Valk Welding & R-solution – Medical Instrument Recognition & Tray Measurement

Students: Zeynel Koca, André Hoogesteger, Matthijs Kenis, Martijn Posadinu. (2022)


In hospitals every medical instrument will pass through a sterilisation process after being used in the operating room. In the Erasmus Medical Centre in Rotterdam, the Netherlands this amounts to hundreds of instrument sets per day.

To increase the speed of this process, save on packaging materials and lighten the physical workload on the staff, R-solution have developed a system that automatically packages the instrument trays which is part of the sterilisation process. This system uses multiple Techman cobots to fold and fasten the packaging material around the trays. More information on this system can be found by following this link:



Instrument detection
Examples of trays with instrument sets

In order to further automate the process of sterilisation, our team of students has investigated the application of a machine learning algorithm to classify medical instruments. Other methods of identification are available, such as “RFID”, but require physical modification of the medical instruments which is not desired. In the current situation, instrument sets are used in an operating room and afterwards placed back in the corresponding tray and sent to the sterilisation unit. However, instruments are sometimes misplaced, resulting in a (different) set being incomplete. During the sterilisation process these sets are rearranged to the recipes as described in a database. The instrument sets need to be complete when they leave the sterilisation process and enter the storage area where they can be taken to the operation rooms.


Tray dimensions

Instrument sets are packaged in stainless steel trays. Every model has standard dimensions for the length, width and height of the tray. These dimensions are used in the automatic packaging system. However, the actual measurements of the trays can vary multiple millimetres which impedes the packaging process where a tight fit is desired. To improve the quality of the packaging process the trays need to be measured individually.
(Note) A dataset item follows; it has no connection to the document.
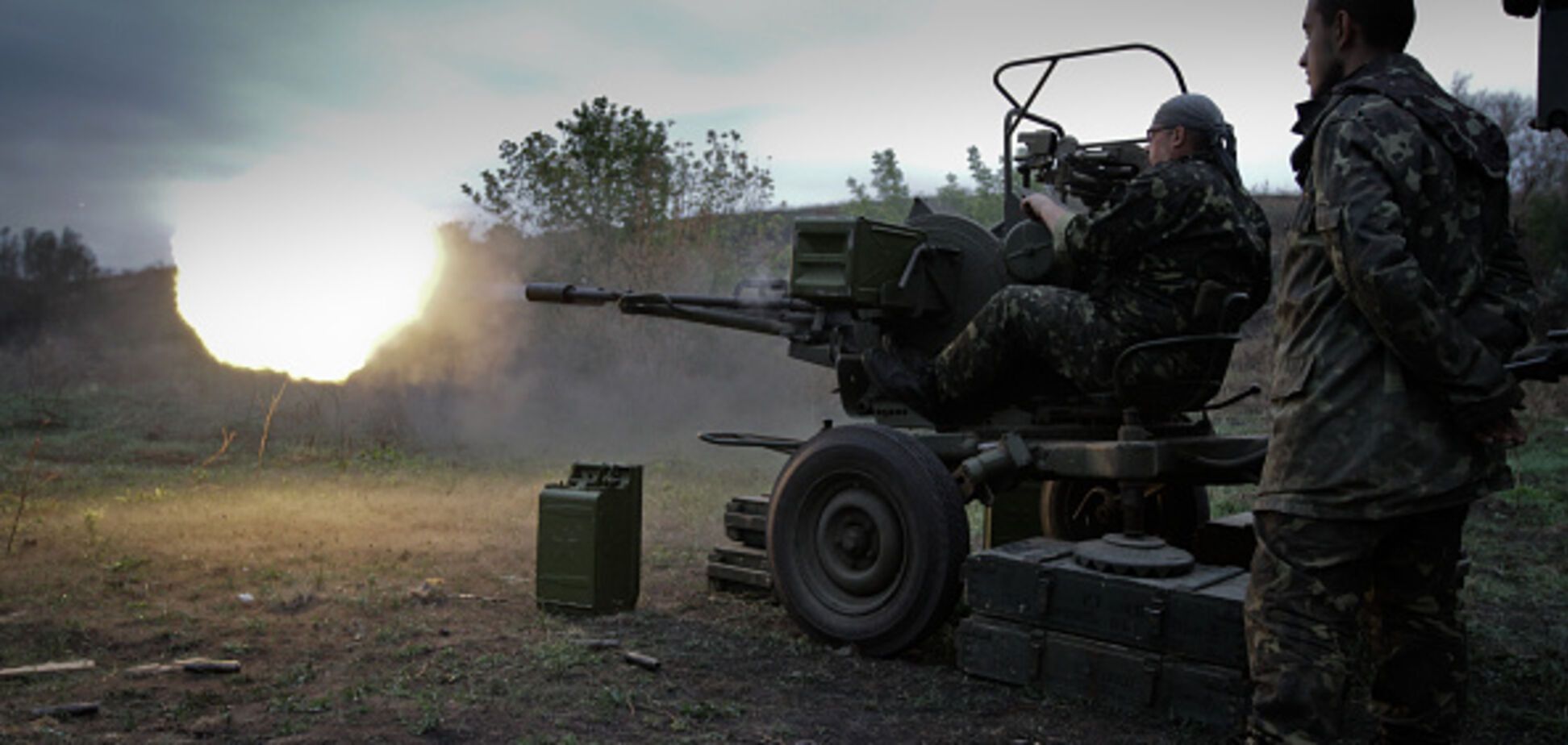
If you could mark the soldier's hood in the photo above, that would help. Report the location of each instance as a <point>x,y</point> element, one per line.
<point>1468,135</point>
To check whether an instrument set is complete or not, a neural network has been applied. Images from a camera on the Techman cobot are fed into a python script which uses the Keras library to classify the object in the images.

The classification result is then checked with a recipe for the instrument set in the database and moved to the correct location.

Step 1: A barcode located on the tray containing the instrument set is scanned with a handheld barcode scanner by the operator.

The barcode is linked to a recipe for the instrument set in the database. This recipe will later be used to determine where an instrument needs to go in this process. The barcode also identifies the tray of which the dimensions will be measured and saved in the database later in this process.


Instruments on conveyor passing under the integrated camera in Techman cobot

Step 2: The operator places the individual instruments on the conveyor between two red lines.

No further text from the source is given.